Emissions of biogenic volatile organic compounds (BVOCs) from dry ecosystems at high latitudes respond strongly to small increases in temperature, and warm canopy surface temperatures drive emissions to higher levels than expected. However, it is not known whether emissions from wetlands, cooled by through-flowing water and higher evapotranspiration show similar response to warming as in drier ecosystems. Climate change will cause parts of the Arctic to experience increased snow fall, which delays the start of the growing season, insulates soil from low temperatures in winter, and increases soil moisture and possibly nutrient availability. Currently the effects of increasing snow depth on BVOC emissions are unknown. BVOC emissions were measured in situ across the growing season in a climate experiment, which used open top chambers to increase temperature and snow fences to increase winter snow depth. The treatments were arranged in a full factorial design. Measurements took place during two growing seasons in a fen ecosystem in west Greenland. BVOC samples collected by an enclosure technique in adsorbent cartridges were analysed using gas chromatography-mass spectrometry. Gross ecosystem production (GEP) was measured with a closed chamber technique, to reveal any immediate effect of treatments on photosynthesis, which could further influence BVOC emissions. Isoprene made up 84-92% of the emitted BVOCs. Isoprene emission increased 240 and 340% due to an increase in temperature of 1.3 and 1.6°C in 2014 and 2015, respectively.
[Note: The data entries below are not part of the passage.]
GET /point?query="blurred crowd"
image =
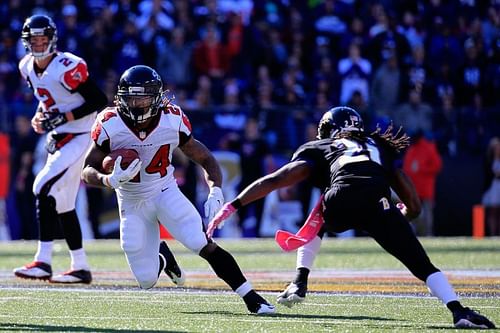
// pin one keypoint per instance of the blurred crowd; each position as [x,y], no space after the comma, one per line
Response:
[432,66]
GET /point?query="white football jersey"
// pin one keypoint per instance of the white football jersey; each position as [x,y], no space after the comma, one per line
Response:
[55,87]
[155,150]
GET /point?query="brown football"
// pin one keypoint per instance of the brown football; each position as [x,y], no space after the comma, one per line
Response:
[128,155]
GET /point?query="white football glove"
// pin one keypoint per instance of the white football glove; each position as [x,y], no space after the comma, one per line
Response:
[214,202]
[120,176]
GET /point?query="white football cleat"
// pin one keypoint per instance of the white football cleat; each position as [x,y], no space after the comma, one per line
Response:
[293,294]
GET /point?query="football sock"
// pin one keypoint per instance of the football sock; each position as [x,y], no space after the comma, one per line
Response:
[163,263]
[79,260]
[244,289]
[439,286]
[454,306]
[44,252]
[71,229]
[225,267]
[307,253]
[301,276]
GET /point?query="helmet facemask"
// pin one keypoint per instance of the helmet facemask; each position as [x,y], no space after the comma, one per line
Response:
[39,26]
[137,105]
[339,119]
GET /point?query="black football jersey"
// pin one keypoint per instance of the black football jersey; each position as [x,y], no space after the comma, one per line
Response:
[347,162]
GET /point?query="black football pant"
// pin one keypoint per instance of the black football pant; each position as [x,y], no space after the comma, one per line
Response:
[365,209]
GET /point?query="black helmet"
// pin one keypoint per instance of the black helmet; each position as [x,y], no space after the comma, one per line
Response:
[39,25]
[140,92]
[339,119]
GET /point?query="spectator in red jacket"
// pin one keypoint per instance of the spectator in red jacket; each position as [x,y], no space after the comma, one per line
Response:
[422,163]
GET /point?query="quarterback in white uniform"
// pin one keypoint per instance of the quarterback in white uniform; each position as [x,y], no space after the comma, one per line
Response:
[147,192]
[68,101]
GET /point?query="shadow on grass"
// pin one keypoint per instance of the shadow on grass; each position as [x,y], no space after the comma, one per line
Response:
[293,315]
[11,327]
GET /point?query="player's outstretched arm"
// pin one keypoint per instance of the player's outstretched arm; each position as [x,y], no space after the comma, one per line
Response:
[200,154]
[404,188]
[91,173]
[287,175]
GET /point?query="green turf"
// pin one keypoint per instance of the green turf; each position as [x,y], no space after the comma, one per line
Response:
[45,308]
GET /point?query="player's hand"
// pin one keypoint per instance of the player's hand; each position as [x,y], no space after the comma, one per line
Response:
[214,202]
[120,176]
[217,222]
[36,122]
[53,120]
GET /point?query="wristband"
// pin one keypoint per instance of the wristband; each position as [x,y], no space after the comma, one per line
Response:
[236,203]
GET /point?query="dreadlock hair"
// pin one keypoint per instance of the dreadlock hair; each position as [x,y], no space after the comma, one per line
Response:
[397,142]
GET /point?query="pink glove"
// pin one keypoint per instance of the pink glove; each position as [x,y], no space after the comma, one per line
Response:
[288,241]
[218,220]
[402,208]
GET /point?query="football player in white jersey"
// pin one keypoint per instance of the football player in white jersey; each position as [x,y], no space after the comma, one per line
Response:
[147,191]
[68,101]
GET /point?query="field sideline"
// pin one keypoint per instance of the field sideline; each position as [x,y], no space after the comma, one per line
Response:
[355,287]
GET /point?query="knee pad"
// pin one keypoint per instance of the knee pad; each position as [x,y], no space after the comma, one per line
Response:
[45,207]
[132,236]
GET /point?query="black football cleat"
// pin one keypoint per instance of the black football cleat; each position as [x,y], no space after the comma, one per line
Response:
[36,270]
[170,266]
[73,276]
[468,318]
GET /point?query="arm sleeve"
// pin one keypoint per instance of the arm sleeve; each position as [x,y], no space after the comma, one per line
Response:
[95,99]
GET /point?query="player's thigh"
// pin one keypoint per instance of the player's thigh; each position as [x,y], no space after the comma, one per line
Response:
[139,231]
[181,218]
[394,233]
[60,176]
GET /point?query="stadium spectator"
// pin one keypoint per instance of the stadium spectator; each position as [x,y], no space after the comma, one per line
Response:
[354,72]
[254,157]
[23,146]
[491,197]
[174,59]
[385,89]
[308,31]
[415,115]
[4,183]
[142,112]
[355,172]
[422,163]
[68,99]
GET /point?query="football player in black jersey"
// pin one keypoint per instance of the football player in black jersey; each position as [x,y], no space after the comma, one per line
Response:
[355,172]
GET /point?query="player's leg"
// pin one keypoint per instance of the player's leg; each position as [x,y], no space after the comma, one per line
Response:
[46,215]
[296,291]
[140,240]
[393,232]
[183,221]
[64,191]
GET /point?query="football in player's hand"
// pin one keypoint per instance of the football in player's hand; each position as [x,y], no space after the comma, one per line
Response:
[128,155]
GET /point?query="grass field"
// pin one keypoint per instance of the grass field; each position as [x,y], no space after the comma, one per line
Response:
[356,287]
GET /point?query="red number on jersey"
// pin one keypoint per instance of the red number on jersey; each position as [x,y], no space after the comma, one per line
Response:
[74,77]
[65,61]
[159,162]
[49,101]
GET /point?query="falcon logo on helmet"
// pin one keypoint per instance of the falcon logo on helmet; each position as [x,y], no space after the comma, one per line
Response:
[39,25]
[140,93]
[339,119]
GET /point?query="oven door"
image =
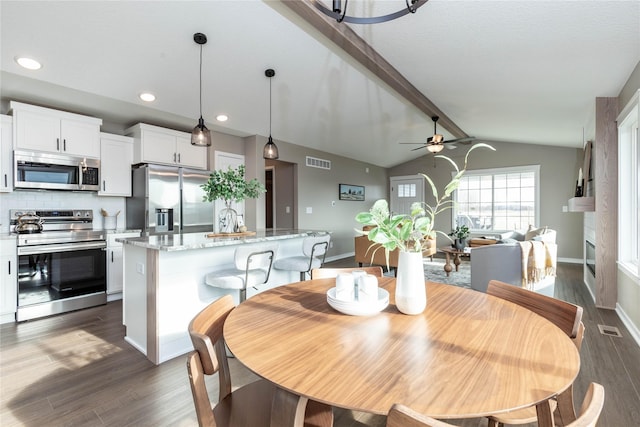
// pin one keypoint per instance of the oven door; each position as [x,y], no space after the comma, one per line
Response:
[56,272]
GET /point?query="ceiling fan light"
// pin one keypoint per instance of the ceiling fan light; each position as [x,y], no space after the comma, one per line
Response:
[435,148]
[201,136]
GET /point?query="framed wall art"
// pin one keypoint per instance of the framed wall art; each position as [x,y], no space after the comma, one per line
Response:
[351,192]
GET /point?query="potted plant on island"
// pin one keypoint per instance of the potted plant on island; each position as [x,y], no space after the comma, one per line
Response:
[460,235]
[230,186]
[408,233]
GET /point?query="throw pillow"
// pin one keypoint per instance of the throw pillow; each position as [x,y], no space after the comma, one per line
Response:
[534,232]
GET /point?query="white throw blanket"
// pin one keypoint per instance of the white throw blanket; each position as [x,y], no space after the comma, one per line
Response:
[538,261]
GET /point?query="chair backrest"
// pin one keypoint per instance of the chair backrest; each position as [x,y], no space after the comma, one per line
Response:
[328,273]
[591,407]
[316,245]
[563,314]
[209,357]
[255,257]
[402,416]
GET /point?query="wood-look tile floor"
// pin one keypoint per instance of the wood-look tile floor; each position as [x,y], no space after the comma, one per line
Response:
[76,369]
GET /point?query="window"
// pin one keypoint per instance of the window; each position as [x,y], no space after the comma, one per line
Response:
[629,186]
[498,199]
[406,190]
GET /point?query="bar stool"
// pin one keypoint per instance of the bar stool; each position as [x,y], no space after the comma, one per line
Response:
[252,266]
[312,248]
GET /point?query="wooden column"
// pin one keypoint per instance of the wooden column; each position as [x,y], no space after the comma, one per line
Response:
[606,175]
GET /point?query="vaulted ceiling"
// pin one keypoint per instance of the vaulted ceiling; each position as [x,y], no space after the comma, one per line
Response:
[514,71]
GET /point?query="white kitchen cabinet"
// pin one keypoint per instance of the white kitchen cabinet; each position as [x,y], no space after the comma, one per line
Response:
[6,154]
[114,263]
[116,156]
[53,131]
[8,280]
[153,144]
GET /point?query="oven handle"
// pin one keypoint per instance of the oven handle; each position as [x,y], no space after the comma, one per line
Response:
[65,247]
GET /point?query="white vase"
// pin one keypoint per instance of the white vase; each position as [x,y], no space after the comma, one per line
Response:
[227,219]
[411,292]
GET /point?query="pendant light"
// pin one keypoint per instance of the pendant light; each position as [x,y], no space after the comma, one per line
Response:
[200,136]
[270,150]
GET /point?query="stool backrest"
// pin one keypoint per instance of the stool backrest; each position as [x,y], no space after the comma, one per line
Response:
[315,246]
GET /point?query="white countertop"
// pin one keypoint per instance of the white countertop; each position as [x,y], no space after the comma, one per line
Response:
[189,241]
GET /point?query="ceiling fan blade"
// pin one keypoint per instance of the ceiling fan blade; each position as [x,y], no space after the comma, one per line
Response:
[467,139]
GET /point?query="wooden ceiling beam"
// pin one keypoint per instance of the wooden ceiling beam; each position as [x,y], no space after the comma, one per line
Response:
[347,40]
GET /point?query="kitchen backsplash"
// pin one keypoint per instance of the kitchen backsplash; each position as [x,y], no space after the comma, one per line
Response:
[61,200]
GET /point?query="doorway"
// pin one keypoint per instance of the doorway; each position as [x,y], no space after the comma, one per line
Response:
[281,196]
[269,198]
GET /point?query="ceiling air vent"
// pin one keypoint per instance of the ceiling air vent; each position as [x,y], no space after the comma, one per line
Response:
[314,162]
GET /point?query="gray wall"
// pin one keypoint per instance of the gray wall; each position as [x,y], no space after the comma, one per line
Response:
[558,175]
[318,189]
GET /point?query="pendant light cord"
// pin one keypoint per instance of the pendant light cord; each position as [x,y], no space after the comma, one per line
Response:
[200,81]
[270,105]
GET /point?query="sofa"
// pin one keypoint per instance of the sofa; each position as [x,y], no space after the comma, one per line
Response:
[369,253]
[503,261]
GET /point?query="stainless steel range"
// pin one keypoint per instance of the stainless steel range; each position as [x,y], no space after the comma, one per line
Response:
[61,265]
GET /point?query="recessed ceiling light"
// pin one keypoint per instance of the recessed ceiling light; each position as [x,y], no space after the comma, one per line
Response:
[147,97]
[28,63]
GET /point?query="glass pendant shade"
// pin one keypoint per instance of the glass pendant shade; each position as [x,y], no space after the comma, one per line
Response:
[270,150]
[200,135]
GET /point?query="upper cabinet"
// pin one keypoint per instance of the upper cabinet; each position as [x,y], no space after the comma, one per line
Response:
[116,157]
[6,154]
[44,129]
[153,144]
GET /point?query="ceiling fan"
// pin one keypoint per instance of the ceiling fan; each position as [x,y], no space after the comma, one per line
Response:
[435,143]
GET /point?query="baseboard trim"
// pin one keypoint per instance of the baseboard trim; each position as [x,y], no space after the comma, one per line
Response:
[571,260]
[626,320]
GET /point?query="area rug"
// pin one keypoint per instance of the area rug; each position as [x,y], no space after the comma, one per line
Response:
[434,271]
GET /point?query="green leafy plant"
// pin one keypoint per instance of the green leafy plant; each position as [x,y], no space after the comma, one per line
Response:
[231,186]
[409,232]
[461,232]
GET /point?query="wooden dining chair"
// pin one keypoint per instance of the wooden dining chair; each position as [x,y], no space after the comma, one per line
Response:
[249,405]
[566,316]
[329,273]
[403,416]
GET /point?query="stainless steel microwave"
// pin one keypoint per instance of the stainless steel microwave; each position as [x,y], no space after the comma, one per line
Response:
[48,171]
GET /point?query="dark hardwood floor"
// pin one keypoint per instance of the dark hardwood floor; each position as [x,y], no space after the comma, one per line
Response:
[76,369]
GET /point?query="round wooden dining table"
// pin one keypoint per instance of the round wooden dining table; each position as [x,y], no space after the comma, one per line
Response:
[467,355]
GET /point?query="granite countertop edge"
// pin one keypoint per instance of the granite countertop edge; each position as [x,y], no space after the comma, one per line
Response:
[191,241]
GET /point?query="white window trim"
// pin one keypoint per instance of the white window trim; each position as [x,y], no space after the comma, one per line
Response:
[508,169]
[629,115]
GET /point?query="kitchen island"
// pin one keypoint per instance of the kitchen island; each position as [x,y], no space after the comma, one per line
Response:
[164,283]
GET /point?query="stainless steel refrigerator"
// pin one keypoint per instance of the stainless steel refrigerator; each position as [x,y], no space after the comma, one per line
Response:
[167,199]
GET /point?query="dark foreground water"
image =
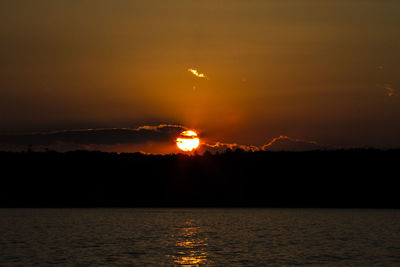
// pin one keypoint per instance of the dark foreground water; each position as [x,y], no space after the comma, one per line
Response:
[228,237]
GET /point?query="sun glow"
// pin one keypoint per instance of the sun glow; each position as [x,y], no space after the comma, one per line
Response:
[188,141]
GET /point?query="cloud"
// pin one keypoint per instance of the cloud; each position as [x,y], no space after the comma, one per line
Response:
[110,136]
[285,143]
[158,139]
[197,74]
[219,147]
[281,143]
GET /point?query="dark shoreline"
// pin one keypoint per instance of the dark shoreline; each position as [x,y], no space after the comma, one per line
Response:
[357,178]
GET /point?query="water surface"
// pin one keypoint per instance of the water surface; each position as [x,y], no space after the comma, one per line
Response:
[190,237]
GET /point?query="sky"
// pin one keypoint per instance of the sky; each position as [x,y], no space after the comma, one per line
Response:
[236,71]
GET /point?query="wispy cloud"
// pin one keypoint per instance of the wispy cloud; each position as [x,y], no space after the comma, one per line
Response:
[108,136]
[286,143]
[197,74]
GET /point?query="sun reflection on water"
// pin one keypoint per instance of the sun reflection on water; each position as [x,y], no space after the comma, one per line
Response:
[190,246]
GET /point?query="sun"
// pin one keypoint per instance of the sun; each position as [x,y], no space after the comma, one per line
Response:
[188,141]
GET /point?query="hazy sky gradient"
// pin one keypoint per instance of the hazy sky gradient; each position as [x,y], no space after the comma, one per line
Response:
[318,70]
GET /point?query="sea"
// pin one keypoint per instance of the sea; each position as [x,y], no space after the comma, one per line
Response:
[194,237]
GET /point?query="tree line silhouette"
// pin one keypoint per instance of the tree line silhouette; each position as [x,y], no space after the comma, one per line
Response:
[356,178]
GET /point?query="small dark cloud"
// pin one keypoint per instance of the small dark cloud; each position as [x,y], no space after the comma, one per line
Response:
[285,143]
[219,147]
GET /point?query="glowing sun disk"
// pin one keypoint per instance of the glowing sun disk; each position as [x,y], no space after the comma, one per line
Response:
[188,141]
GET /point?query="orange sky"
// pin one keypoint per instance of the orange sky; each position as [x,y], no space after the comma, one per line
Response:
[326,71]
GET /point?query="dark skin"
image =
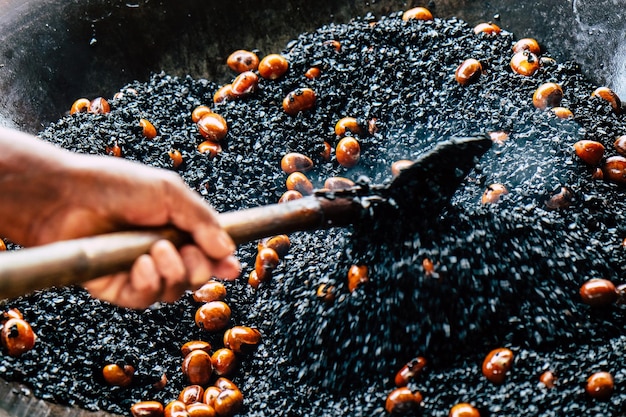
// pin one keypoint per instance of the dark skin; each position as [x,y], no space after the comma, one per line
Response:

Isoprene emissions were 25 times higher in 2015 than in 2014 most likely due to a 2.4°C higher canopy air temperature during sampling in 2015. Snow addition had no significant effect on isoprene emissions even though GEP was increased by 24%. Arctic BVOC emissions respond strongly to rising temperatures in wet ecosystems, suggesting a large increase in arctic emissions in a future warmer climate.